Study design and participants
This cross-sectional study was conducted in Khorasan Razavi, northeastern Iran in January 2015. All the participants (n= 988) were girl students girls aged 12-18 years. The study population was recruited using a random cluster sampling method from several schools in different areas of city. We excluded those with autoimmune disease, cancer, metabolic bone disease, hepatic or renal failure, cardiovascular disorders, malabsorption or thyroid, parathyroid, adrenal diseases and anorexia nervosa or bulimia. In addition, girls taking anti-inflammatory, anti-depressant, anti-diabetic, or anti-obesity drugs, vitamin D or calcium supplement use and hormone therapy within the previous 6 months were not included. The ethical committee of Mashhad University of Medical Sciences, Mashhad, Iran, approved the study and all participants and their parents completed informed written consent.
Demographic and anthropometric assessments
General Demographic information was collected by face-to-face interview, using a standard questionnaire. Physical activity was assessed through validated Modifiable Activity questionnaire [18] and provided as metabolic equivalentsmets in hours per day. To estimate energy intake, the reported portion size in FFQ were converted to grams using household measures and then were entered to the Nutritionist IV software. Body weight, height and waist circumference were measured by a trained technician using standard protocols. Body Mass Index was calculated as weight in kilograms divided by height in meters squared. Systolic blood pressure (SBP) and diastolic blood pressure (DBP) were measured by an experienced nurse using standard protocol.
Biochemical assessments
Fasting blood samples were obtained between 8 and 10 a.m after an overnight fast. A electrochemi-luminescence method (ECL, Roche, Basel, Switzerland) was used for the measurement of serum 25-OH vitamin D. Fasting blood glucose (FBG), triglyceride (TG), total cholesterol (TC), high density lipoprotein-cholesterol (HDL-C), high-sensitive C-reactive protein (hs-CRP), calcium and phosphorus concentrations were measured by enzymatically method with the use of commercial kits (Pars Azmun, Karaj, Iran) and the BT-3000 auto-analyzer machine (Biotechnica, Rome, Italy).
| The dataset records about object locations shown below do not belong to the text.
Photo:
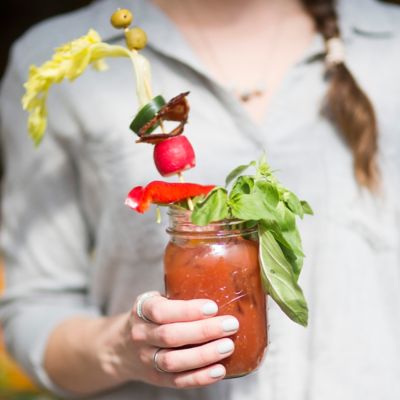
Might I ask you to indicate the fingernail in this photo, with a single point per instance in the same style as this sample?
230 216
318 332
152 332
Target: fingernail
217 372
209 308
230 324
225 346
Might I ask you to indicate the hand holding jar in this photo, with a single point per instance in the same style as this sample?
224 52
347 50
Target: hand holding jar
170 343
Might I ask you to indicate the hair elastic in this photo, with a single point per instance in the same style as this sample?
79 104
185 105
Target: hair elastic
335 53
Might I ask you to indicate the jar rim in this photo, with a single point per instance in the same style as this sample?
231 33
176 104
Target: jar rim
181 225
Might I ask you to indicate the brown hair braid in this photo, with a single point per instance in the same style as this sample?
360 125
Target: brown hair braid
346 105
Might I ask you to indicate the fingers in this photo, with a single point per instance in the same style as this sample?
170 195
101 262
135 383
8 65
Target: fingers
160 310
188 333
195 379
173 361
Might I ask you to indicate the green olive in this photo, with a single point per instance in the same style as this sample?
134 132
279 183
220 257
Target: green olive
121 19
135 38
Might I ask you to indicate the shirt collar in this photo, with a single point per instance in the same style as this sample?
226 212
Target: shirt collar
356 17
163 36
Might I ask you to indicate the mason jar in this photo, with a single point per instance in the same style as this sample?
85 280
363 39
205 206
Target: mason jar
220 262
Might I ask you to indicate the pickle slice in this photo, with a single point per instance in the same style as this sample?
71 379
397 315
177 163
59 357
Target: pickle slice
146 114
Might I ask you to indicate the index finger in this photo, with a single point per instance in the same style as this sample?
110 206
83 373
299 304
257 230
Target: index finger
161 310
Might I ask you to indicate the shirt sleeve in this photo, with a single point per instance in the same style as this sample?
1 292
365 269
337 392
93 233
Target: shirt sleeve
44 238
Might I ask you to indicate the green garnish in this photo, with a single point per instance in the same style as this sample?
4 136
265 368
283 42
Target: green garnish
146 114
262 200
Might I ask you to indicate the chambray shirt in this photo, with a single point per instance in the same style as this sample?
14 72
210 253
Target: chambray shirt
65 199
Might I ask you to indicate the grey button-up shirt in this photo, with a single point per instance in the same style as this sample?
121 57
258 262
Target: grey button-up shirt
66 198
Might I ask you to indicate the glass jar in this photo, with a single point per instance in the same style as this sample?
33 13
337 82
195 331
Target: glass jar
220 262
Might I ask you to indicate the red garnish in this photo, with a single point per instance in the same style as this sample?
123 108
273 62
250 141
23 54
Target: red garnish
174 155
177 109
158 192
Low density lipoprotein-cholestrol (LDL-C) was calculated by using Friedewald formula if serum TGs concentrations were lower than 4.52 mmol/L[19].
Dietary behaviors assessment
Data on diet-related practices including frequency of main meal (1, 2 or 3 times) and snack (never, 1-2 or ≥3 times) intake, regular meal consumption (never, sometimes, almost or always), breakfast consumption (never or 1 day, 2-4 day, 5-6 day or every day), rate of food chewing (low, moderate or high), intra-meal fluid intake (never, sometimes, almost or always), frequency of fried (never, 1-3 in week, 4-6 in week or every day) and spicy (never, 1-3 in week, 4-6 in week or every day) food consumption were evaluated using a standard questionnaire.
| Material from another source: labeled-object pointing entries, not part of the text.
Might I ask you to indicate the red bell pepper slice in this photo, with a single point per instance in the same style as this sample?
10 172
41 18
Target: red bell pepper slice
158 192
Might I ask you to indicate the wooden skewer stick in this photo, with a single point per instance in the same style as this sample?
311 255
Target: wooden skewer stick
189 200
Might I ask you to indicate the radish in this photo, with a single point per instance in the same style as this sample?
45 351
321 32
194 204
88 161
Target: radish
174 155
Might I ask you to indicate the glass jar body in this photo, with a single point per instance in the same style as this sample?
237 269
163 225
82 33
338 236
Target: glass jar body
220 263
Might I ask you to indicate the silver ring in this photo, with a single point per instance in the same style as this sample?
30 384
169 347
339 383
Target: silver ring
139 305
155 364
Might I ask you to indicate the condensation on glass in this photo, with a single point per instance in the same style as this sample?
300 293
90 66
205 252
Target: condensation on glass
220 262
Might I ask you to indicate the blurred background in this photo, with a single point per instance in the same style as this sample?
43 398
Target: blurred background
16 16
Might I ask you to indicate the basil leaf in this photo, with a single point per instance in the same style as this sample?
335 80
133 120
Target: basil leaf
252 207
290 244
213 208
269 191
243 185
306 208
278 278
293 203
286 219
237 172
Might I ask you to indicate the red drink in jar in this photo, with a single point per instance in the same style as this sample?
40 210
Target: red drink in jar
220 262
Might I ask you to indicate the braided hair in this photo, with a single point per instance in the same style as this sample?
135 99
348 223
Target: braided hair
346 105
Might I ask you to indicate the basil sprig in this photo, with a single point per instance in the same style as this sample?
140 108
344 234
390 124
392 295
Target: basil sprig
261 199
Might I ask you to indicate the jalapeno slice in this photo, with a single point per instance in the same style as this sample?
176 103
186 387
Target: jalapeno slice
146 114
Assessment of sleep disorders
A Persian translation of the Epworth Sleepiness Scale (ESS) was used for the assessment of daytime sleepiness [20], and its reliability and validity has been published previously [21]. This questionnaire asks respondents to rate their sleepiness in eight daily situations from 0 to 3 giving a total score of 0 (no daytime sleepiness) to 24 (the most excessive daytime sleepiness). EDS was defined as an ESS ≥10 [22].
Statistical analyses
Kolmogrov-Smirnow test was applied to assess the distribution of variables. Independent sample t-test was used detect differences in general characteristics (age, physical activity, energy intake, SBP and DBP) and biochemical assessments between individuals with and without EDS. Chi-square test was used to compare the categorical characteristics (menstruation, passive smoker, general and abdominal obesity) of the study population. To determine the association between diet-related practices and EDS, we used logistic regression in different models. Firstly, using an crude model, and then adjusted for age, physical activity, menstruation and passive smoking. Further adjustments were performed for general obesity. P-value <0.05 was considered statistically significant. All statistical analyses were performed using statistical Package for Social Sciences version 17 (SPSS Inc., Chicago, Illinois, USA).